Checking Tire Pressures Regularly is Important for Saving Money and Being Safe on the Road
Improperly inflated tires contribute to more than 600 traffic fatalities and 33,000 injuries each year, not to mention a lot of wasted money on fuel and tire wear
How often do you check the air pressure in your vehicle's tires? It's a simple thing that you can do that can have significant impacts. But most of us probably don't think about tire pressure until the tire light turns on. Checking your tires weekly to ensure they are properly inflated saves a lot fuel, reduces wear and tear on the tires, and reduces your risks of a crash caused by tire problems.
Only one of six vehicles is good
A recent report from the Rubber Manufacturers Association, the national trade association for tire manufacturers, revealed that only one of every six vehicles on the road today has properly inflated tires. Even more surprising, only about 15 percent of drivers knew how to correctly check their tire pressures. That's a statistic that needs to change since the tires are the only part of your vehicle that makes contact with the road.
600 fatalities and 33,000 injuries annually
According to the National Highway Traffic Safety Administration, improperly inflated tires contribute to more than 600 fatalities and 33,000 injuries annually in the United States. Furthermore, the U.S. Department of Energy estimates that under-inflated tires waste more than 1 billion gallons of gasoline every year.
Improper Inflation is dangerous
Tires that are not properly inflated are an extreme safety risk. The tire pressure your vehicle manufacturer has set for your vehicle is based upon a lot of data and takes into account the optimal fuel economy, tire wear and vehicle handling. Any vehicle that has improperly inflated tires will not operate as well as a vehicle that has tires inflated to the proper specifications due to loss of traction.
Additionally, improperly inflated tires will wear out prematurely and will wear unevenly, which can negatively affect handling over time. It also affects fuel economy.

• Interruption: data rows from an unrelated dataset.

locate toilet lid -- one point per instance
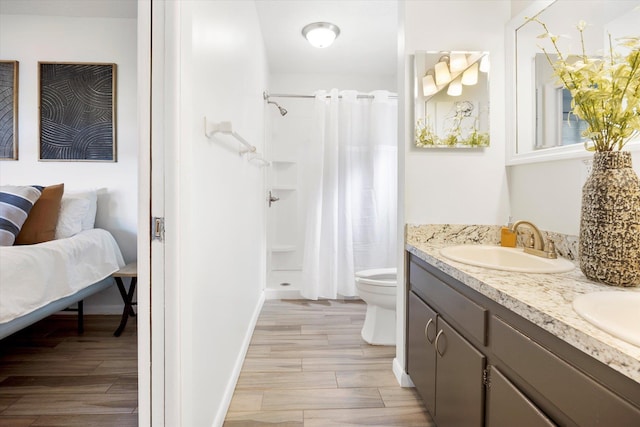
(378, 276)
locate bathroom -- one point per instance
(209, 184)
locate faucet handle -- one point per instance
(551, 249)
(530, 242)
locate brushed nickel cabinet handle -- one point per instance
(426, 330)
(440, 333)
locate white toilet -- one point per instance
(377, 288)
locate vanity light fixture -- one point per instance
(457, 61)
(485, 65)
(443, 76)
(429, 84)
(321, 34)
(455, 87)
(470, 75)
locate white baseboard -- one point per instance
(403, 378)
(231, 385)
(271, 293)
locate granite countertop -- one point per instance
(544, 299)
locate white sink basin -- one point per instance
(615, 312)
(509, 259)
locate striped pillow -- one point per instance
(15, 204)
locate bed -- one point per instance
(38, 280)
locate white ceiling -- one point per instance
(367, 43)
(92, 8)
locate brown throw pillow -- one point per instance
(40, 225)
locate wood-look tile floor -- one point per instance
(307, 365)
(51, 376)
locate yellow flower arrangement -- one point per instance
(605, 90)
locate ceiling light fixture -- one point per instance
(321, 34)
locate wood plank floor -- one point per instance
(307, 365)
(51, 376)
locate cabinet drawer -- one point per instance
(450, 303)
(575, 394)
(507, 406)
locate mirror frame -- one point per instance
(575, 151)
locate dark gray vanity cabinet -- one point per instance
(476, 363)
(446, 369)
(507, 406)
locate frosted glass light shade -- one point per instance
(485, 65)
(457, 61)
(321, 34)
(455, 88)
(443, 76)
(470, 75)
(429, 85)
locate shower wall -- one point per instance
(285, 141)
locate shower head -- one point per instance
(282, 110)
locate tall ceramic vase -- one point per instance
(609, 248)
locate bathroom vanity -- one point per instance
(498, 348)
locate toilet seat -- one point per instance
(386, 277)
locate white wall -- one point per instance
(306, 84)
(457, 185)
(32, 38)
(220, 202)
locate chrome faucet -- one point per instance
(538, 248)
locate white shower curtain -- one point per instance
(351, 177)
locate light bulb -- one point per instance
(321, 34)
(457, 61)
(442, 73)
(485, 65)
(455, 88)
(428, 85)
(470, 75)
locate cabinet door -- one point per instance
(459, 385)
(507, 406)
(421, 356)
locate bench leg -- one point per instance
(81, 317)
(128, 304)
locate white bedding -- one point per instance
(32, 276)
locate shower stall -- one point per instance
(331, 190)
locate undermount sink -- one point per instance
(615, 312)
(502, 258)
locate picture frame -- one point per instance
(9, 110)
(77, 104)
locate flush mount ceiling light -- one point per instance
(321, 34)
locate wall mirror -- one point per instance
(451, 91)
(541, 126)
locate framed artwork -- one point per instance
(451, 107)
(8, 110)
(77, 111)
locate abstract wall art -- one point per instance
(77, 112)
(8, 110)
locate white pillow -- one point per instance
(89, 220)
(72, 212)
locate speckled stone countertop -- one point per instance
(544, 299)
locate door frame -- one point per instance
(159, 381)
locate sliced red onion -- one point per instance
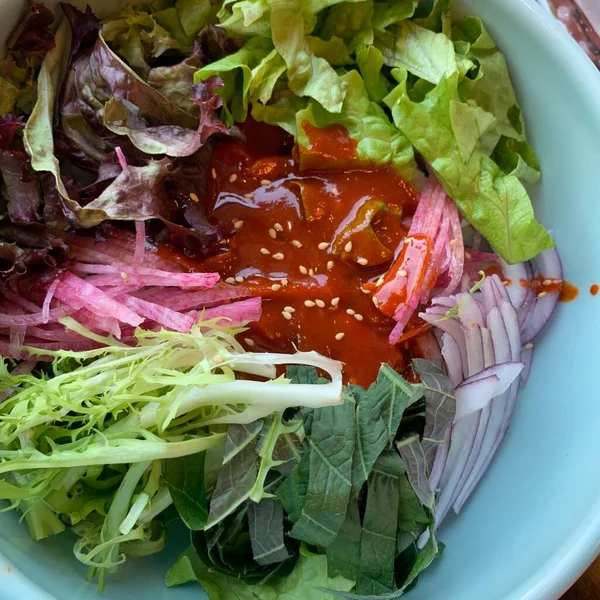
(527, 358)
(475, 393)
(515, 275)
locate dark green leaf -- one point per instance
(379, 529)
(378, 414)
(343, 554)
(185, 478)
(331, 448)
(440, 405)
(265, 520)
(292, 492)
(238, 473)
(412, 453)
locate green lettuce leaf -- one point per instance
(351, 22)
(370, 62)
(245, 18)
(244, 73)
(495, 203)
(422, 52)
(308, 74)
(281, 112)
(390, 13)
(378, 141)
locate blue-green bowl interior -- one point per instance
(534, 523)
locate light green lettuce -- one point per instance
(379, 142)
(495, 203)
(308, 74)
(245, 72)
(422, 52)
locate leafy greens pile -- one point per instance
(343, 508)
(405, 82)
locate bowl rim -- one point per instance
(579, 550)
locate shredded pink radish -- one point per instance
(236, 313)
(432, 253)
(17, 336)
(110, 275)
(48, 299)
(166, 317)
(121, 157)
(140, 243)
(77, 292)
(187, 300)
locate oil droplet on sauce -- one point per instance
(568, 292)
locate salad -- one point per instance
(269, 271)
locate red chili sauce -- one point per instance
(309, 240)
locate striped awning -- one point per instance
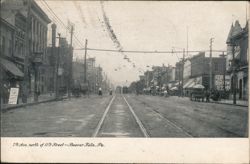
(11, 67)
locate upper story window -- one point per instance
(216, 66)
(3, 45)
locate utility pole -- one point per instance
(70, 73)
(210, 66)
(187, 40)
(182, 77)
(57, 67)
(85, 62)
(27, 54)
(234, 74)
(224, 72)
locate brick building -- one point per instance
(237, 42)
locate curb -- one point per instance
(30, 104)
(228, 104)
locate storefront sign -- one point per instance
(13, 95)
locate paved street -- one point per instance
(126, 116)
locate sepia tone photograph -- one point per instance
(141, 69)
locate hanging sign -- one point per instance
(13, 95)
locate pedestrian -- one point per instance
(100, 91)
(207, 94)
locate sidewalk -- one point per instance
(44, 98)
(30, 101)
(238, 102)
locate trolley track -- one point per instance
(119, 113)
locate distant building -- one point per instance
(238, 40)
(11, 74)
(15, 13)
(200, 71)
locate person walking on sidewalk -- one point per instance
(207, 94)
(100, 91)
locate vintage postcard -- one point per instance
(124, 81)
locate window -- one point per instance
(216, 66)
(10, 48)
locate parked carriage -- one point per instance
(197, 93)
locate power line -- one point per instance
(135, 51)
(61, 22)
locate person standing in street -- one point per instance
(100, 91)
(207, 94)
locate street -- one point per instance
(126, 115)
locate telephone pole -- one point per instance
(57, 67)
(224, 72)
(70, 62)
(182, 77)
(234, 74)
(210, 65)
(85, 62)
(27, 54)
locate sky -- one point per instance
(143, 26)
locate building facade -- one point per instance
(237, 59)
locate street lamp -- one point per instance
(37, 61)
(181, 77)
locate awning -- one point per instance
(11, 67)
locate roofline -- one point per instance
(43, 14)
(8, 24)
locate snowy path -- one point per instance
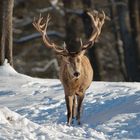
(34, 109)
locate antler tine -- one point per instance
(42, 28)
(97, 23)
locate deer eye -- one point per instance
(78, 60)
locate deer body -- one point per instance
(76, 73)
(75, 87)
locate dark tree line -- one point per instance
(115, 57)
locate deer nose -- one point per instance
(76, 74)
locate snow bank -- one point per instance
(32, 108)
(14, 126)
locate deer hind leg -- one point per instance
(74, 108)
(69, 104)
(79, 107)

Underinflated tires can cause a lot of problems. Tires that are underinflated lose shape from the lack of pressure, which means more rubber is making contact with the roadway. While this may seem like a good thing, it's not. It causes a significant increase in tire wear, a reduction in fuel economy, poor cornering, and a bumpy ride. Additionally, underinflated tires heat up much more quickly, which means they can be highly susceptible to blowouts.
Overinflating tires isn't a good thing, either. The tires become too stiff, which reduces the amount of rubber in contact with the roadway. This means that it's harder to control your vehicle. You'll also have a much higher risk of tire and wheel damage from potholes, bumps or debris on the road. It could also blowout depending upon the tire condition and the extent of any damage. Also, contrary to popular believe, an overinflated tire won't really get you better fuel economy. The tire will also wear unevenly, with much or most of the wear occurring in the center of the tire and little wear occurring across the majority of the treads.
You can do it at home
Checking the air pressure in your tires is a relatively easy process and can be performed by most anyone. Tire pressure gauges are relatively inexpensive, including digital gauges with easy-to-ready illuminated readings. So buy one and use it to check your tire pressure weekly. While you're at it, buy an inexpensive portable air compressor so you can inflate the tires to the proper pressure on the spot. The kind that plug into an outlet in the wall is better than the kind that you plug into your car. The small investment you make on a gauge and an air compressor will pay off enormously.
Always check it cold
Checking the pressure and inflating tires before the car has been driven is crucial to getting an accurate reading, which is why the tire pressure specifications on your vehicle's tire label is the cold tire pressure. As soon as you start driving, the tires warm up from the friction on the roadway. The heat, which will vary based upon tire condition, road conditions, and outside temperature, can quickly cause inaccurate pressure readings. Ideally, check the tire pressure after the vehicle has been sitting in shaded conditions for at least eight hours. \
don't use the pressure on the tire
Every tire manufactured today has a variety of information on it, including treadwear, speed rating and temperature rating. But they also include a maximum tire pressure. When checking and inflating your tires, it's important that you don't use this number. This number is only the maximum safe pressure for the tire, which is usually much more than the pressure recommended by the vehicle manufacturer. You can find the ideal pressure for your tires printed on the sticker on the inside panel of your driver's side door or on the door frame.
don't trust the gauge at the service center
There's nothing wrong with using an air pump at a service center or gas station. But you shouldn't rely on the gauge that may be part of the pump. There's no way to know how accurate the gauge is or whether any damage has occurred to it from frequent use by so many people. Always check the tire pressure with your own gauge, even if you're just verifying the reading from the pump's gauge.